We were entertained at tea today by wondering about the premium grade ham we had procured from Mr S. The packet informed us that the ham had been formed from leg meat of pig, cooked and cured. Or perhaps cured then cooked. So the question was, what is the maximum number of pigs involved in any one packet of ham? Is this number a KPI for their meat packers? Is ham from Mr S. a blended product like tea or flour, where the ham you are eating might come from an indetirminate number of pigs from an indetirminate number of countries? There are food products which confess to being the product of more than one country but I cannot bring an example to mind.
But what does come to mind is that the continentals are, or at least were, more honest about this sort of thing. If you buy ham in Spain, you see the stuff being taken off what is definately the leg of a pig. There might even be a trotter, just to be really sure about it. More complicated products, like ham formed from leg meat, are sold as sausage. There is also the point that their ham might be cured but not cooked.
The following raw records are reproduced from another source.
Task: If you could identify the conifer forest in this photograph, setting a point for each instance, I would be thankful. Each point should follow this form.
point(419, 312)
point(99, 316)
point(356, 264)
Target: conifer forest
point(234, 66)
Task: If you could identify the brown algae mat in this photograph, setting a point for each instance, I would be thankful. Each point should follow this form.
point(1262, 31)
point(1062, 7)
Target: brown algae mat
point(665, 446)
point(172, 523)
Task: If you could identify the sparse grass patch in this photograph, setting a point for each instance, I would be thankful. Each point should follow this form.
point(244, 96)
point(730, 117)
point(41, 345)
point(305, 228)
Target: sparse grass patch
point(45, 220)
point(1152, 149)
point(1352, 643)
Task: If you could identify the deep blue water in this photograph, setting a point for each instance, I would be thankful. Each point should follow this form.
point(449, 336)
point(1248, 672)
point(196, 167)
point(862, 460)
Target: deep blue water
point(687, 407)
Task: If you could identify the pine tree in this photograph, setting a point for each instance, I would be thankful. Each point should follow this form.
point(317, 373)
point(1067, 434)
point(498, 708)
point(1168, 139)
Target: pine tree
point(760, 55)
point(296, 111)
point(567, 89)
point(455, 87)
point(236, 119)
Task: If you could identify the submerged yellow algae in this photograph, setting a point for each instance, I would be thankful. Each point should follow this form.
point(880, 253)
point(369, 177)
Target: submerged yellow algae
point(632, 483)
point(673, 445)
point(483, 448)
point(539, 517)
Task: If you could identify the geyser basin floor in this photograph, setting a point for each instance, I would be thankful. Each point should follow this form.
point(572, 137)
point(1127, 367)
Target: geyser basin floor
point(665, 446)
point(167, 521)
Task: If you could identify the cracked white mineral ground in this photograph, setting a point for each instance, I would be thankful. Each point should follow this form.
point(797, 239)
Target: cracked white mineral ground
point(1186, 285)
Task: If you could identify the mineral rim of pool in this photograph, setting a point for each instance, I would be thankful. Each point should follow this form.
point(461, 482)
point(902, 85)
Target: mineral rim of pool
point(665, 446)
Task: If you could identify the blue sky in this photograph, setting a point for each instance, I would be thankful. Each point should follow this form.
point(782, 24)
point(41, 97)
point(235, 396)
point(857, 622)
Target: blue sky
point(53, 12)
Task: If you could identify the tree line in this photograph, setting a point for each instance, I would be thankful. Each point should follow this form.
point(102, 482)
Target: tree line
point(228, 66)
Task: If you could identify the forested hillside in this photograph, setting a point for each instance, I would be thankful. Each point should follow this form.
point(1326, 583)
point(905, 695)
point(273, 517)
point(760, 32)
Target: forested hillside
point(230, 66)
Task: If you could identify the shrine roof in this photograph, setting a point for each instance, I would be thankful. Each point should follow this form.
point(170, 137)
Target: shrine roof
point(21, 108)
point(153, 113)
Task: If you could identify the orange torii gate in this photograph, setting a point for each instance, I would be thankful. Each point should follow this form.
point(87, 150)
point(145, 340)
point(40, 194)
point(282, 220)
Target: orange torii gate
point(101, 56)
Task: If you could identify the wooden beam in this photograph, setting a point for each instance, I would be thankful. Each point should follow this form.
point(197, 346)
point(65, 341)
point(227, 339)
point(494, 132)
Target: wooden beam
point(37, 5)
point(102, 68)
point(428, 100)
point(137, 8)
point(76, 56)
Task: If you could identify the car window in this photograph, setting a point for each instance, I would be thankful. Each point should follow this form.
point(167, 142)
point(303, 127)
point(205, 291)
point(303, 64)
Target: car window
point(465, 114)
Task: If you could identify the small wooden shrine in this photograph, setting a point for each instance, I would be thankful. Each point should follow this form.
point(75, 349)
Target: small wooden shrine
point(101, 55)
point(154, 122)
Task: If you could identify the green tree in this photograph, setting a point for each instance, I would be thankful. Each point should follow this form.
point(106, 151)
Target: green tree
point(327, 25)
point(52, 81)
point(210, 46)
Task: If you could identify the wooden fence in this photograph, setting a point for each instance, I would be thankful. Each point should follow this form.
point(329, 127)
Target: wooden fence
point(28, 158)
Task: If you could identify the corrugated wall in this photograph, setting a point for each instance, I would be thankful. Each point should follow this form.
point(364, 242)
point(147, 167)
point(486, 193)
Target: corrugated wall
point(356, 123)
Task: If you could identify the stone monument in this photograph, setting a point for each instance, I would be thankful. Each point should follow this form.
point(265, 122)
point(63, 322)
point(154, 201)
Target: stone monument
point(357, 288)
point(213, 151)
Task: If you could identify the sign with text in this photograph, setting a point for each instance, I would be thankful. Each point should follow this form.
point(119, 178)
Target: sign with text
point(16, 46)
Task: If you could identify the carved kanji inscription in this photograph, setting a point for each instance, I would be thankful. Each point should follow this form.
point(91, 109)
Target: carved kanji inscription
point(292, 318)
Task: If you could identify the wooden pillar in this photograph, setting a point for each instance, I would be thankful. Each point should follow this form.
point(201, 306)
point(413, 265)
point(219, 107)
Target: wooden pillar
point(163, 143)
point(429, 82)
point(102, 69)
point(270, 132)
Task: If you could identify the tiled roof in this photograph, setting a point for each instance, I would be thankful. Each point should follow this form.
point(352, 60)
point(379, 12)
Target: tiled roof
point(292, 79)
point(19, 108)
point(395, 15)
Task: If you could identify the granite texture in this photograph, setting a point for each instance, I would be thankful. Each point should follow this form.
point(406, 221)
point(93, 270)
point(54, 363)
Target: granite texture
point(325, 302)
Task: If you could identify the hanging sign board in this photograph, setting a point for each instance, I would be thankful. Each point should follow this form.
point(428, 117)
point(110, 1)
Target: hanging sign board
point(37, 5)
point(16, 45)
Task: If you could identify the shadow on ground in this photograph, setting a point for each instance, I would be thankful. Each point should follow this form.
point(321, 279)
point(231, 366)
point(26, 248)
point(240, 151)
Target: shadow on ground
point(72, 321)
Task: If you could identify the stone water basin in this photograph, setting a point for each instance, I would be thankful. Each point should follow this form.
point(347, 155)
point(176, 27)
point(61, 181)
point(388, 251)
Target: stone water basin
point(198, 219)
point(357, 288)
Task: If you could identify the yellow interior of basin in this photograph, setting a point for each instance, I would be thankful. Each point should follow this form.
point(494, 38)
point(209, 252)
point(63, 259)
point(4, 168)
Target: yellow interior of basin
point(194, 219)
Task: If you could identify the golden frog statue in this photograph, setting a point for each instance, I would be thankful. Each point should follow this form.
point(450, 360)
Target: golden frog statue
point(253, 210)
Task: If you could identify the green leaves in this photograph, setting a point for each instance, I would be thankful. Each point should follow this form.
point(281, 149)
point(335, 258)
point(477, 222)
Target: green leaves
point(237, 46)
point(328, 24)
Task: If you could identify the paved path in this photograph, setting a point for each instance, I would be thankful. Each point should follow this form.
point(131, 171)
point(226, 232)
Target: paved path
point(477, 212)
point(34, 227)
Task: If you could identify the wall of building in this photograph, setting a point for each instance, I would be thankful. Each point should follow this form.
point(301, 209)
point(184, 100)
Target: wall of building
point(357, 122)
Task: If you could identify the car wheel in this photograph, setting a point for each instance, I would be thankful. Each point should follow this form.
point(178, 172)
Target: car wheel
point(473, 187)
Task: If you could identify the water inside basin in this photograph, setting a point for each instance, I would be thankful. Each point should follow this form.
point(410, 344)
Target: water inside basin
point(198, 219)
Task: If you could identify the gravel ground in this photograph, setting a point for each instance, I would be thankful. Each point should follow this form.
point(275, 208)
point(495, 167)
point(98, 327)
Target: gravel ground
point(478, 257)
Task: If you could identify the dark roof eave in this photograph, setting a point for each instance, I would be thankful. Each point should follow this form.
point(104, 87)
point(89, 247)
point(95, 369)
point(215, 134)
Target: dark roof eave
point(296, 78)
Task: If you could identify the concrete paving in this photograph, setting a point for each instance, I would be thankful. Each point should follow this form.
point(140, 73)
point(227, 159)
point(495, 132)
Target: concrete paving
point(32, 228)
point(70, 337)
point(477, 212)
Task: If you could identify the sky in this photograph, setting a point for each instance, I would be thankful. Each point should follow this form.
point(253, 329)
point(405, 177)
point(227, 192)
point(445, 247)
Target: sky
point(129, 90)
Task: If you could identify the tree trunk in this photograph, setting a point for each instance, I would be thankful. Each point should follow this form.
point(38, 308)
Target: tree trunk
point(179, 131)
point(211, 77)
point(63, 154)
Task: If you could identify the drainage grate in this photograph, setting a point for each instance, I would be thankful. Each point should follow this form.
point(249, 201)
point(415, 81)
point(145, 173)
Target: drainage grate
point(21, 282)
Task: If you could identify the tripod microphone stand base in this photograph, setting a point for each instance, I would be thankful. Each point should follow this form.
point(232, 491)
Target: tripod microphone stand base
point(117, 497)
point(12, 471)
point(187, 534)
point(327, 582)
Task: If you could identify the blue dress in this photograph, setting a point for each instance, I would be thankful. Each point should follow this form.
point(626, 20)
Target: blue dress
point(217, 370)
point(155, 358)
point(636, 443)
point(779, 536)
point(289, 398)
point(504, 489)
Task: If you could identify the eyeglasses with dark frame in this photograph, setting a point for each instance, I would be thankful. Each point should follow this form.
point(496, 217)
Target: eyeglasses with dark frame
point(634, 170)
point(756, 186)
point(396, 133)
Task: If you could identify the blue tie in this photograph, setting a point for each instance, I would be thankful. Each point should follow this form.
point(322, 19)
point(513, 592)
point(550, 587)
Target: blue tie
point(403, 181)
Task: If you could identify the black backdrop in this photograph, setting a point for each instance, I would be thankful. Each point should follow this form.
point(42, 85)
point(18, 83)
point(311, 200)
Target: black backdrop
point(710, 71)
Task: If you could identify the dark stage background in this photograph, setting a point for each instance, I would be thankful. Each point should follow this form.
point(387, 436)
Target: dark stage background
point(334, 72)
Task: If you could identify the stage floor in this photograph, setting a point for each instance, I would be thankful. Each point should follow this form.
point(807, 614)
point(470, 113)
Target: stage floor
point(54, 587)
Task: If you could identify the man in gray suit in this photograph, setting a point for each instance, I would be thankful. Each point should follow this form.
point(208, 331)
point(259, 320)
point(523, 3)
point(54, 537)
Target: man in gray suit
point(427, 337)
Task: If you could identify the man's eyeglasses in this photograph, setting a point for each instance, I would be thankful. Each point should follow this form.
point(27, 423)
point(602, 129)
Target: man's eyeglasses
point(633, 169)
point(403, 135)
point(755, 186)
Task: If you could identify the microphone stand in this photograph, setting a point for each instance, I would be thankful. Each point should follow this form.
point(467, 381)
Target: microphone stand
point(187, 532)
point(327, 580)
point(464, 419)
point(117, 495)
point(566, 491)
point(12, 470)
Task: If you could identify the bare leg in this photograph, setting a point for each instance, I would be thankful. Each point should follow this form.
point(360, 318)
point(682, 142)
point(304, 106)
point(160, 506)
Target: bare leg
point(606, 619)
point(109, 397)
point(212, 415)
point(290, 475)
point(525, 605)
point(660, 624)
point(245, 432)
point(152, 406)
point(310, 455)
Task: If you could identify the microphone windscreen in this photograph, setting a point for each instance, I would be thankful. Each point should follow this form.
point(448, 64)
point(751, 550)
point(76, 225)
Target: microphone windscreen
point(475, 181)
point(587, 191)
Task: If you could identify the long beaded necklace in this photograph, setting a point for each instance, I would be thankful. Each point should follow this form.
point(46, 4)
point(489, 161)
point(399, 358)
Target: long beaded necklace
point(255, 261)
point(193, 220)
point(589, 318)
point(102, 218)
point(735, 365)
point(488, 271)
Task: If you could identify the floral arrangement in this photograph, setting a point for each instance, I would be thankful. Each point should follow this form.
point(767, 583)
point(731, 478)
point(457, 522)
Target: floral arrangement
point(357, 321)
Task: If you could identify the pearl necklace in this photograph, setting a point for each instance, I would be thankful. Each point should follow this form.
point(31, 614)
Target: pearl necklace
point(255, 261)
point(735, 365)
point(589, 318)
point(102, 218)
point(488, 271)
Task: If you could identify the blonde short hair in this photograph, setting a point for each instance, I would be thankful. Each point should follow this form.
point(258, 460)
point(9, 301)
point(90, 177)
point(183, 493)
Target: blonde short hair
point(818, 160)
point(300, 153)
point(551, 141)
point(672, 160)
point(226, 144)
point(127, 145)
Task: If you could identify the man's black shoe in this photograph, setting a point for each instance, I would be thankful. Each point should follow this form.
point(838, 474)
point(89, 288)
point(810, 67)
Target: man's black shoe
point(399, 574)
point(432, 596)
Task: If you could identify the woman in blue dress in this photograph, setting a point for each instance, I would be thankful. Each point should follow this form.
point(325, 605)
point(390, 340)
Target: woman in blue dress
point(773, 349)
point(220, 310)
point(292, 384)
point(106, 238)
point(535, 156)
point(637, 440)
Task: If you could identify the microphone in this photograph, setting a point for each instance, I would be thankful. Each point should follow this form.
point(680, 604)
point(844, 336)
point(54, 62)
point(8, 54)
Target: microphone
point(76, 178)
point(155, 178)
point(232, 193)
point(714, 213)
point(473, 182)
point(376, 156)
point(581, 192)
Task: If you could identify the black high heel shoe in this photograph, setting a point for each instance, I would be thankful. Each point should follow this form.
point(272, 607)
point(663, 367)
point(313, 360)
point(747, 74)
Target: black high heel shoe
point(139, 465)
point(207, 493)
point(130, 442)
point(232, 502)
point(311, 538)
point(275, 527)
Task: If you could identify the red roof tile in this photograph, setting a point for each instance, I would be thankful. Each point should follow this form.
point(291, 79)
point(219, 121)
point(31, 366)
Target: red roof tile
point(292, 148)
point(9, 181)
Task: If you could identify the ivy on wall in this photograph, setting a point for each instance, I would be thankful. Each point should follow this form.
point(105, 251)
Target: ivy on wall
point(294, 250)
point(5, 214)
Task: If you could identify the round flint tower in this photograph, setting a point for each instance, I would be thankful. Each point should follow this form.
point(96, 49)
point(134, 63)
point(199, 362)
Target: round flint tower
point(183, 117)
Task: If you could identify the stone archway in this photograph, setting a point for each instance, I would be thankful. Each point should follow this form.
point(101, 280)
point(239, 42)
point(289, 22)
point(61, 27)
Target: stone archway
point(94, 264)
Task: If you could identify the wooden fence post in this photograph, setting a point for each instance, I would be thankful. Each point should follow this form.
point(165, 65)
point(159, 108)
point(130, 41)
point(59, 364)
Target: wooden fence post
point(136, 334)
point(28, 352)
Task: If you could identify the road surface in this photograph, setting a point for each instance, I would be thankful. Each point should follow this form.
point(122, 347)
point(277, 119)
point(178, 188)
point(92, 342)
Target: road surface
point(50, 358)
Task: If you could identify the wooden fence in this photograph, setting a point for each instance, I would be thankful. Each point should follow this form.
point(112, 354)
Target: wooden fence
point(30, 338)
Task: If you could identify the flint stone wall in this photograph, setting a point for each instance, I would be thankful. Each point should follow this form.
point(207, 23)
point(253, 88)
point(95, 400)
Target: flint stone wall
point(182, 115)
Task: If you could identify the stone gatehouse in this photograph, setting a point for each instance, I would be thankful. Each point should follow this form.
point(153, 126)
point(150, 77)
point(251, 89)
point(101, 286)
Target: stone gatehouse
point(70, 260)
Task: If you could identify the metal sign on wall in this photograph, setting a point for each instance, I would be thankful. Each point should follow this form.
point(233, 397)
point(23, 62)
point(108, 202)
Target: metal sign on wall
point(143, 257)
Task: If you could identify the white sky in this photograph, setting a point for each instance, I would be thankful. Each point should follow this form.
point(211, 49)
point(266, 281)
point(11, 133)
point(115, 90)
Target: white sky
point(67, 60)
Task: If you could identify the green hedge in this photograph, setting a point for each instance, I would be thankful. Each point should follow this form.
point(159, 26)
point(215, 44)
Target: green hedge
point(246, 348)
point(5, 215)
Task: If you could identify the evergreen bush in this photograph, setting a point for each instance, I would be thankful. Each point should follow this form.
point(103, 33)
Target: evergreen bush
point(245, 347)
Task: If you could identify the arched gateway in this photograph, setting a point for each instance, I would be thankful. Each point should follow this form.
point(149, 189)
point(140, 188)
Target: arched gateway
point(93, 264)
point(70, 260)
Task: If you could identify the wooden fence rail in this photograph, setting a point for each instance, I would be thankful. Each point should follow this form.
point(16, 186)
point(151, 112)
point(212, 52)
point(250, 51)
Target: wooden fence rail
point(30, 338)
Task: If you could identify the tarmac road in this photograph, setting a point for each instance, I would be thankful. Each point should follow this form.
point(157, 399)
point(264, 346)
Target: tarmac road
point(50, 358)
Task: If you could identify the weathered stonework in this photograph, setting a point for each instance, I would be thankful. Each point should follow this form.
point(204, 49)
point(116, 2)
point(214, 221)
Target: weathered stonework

And then there was the engaging recipe taken from one of the free newspapers that litter our trains and streets, described as hearty Swedish meatballs. Take 60g of breadcrumbs and 120ml of double cream. 60g of butter and one onion, chopped. 200g of beef and 200g of lamb, both minced. Bits, bobs, e-numbers and the like. Then another 200ml of double cream just to be on the safe side. The result we are advised is enough to feed four. Perhaps it all sounds much heavier when it is done in grams as I do remember actually eating something which must have been built on the same lines in a workmen's cafe I came across once in California, with the addition of cheese somewhere along the line and served in something the shape, if not the texture and taste, of a baguette. Seemed OK at the time, and made up for the disappointment of having worked out that the South Park I had just walked around - a thin green park surrounded on three sides by houses - was not the South Park then famous on television for adolescents.
Today's factoid is laddered. That is to say I have just discovered that scaffolders now go in for a special sort of ladder. Very tall and rather wide, with thin treads and thin sides, these last being pink or yellow. Have tried to find the proper word for the sides of a ladder; one would think there would be one, but all Mr G. can come up with is a US patent which talks about steps and struts. Not impressed by struts. But presumably the point of the ladders is that they are very light; much lighter than the wooden things which used to be the norm in the days when I used to climb up such things. Would probably chicken out with vertigo if I tried it now.
But then Mr G. is not all powerful. Today I received an advertisement from the BFI for an Iranian love story. A very arty film, based on a story much older than Romeo and Juliet. Mr G. in his wisdom saw fit to decorate the sides of the e-mail with advertisements for things Iranian, some of them in what I took to be Iranian script. In amongst these advertisements was an advertisement for cat food. Not clear what that was doing there at all. Would I be pleased if I was the Mr Cat-Food who had paid to be advertised to discerning potential customers with an interest in cats? And to be fair to Mr G., the decoration on the side of my email was text in form. No pictures, little colour and no loud fonts. Maybe this will gradually change over the years as the company matures and becomes more interested in revenue stream than was perhaps the case when the founding fathers set out.